For this randomized, controlled trial, the team engaged 14 pharmacies to provide intervention therapy and 18 pharmacies to offer usual care (control). At least two pharmacists at each location were asked to identify and enroll participants 50 years or older who experienced knee pain or stiffness on most days of the last month and fulfilled other criteria such as having a body mass index (BMI) greater than 25 kg/m2, not participating in a formal exercise program in the previous 6 months, and difficulty with activities due to knee pain. The 73 patients in the intervention arm received OA screening questionnaires, education, pain medication management, physical therapy exercises, and primary care physician (PCP) communication. There were 66 participants in the control group who were given an educational pamphlet.

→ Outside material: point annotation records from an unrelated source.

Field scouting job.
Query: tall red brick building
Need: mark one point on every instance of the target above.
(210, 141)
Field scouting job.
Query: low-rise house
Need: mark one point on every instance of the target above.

Patients in the intervention arm had a significantly higher quality of OA care (as measured by a quality indicator pass rate) than those in the control group. At three months and six months, participants in the intervention arm saw significantly greater improvement in their overall pain and function scores compared to those receiving usual care. Dr. Marra concludes, "Our findings suggest that pharmacists can effectively initiate interventions that address the gaps in OA patient care. With the rise in OA, collaborative care presents a novel approach in prevent and treating those with knee OA."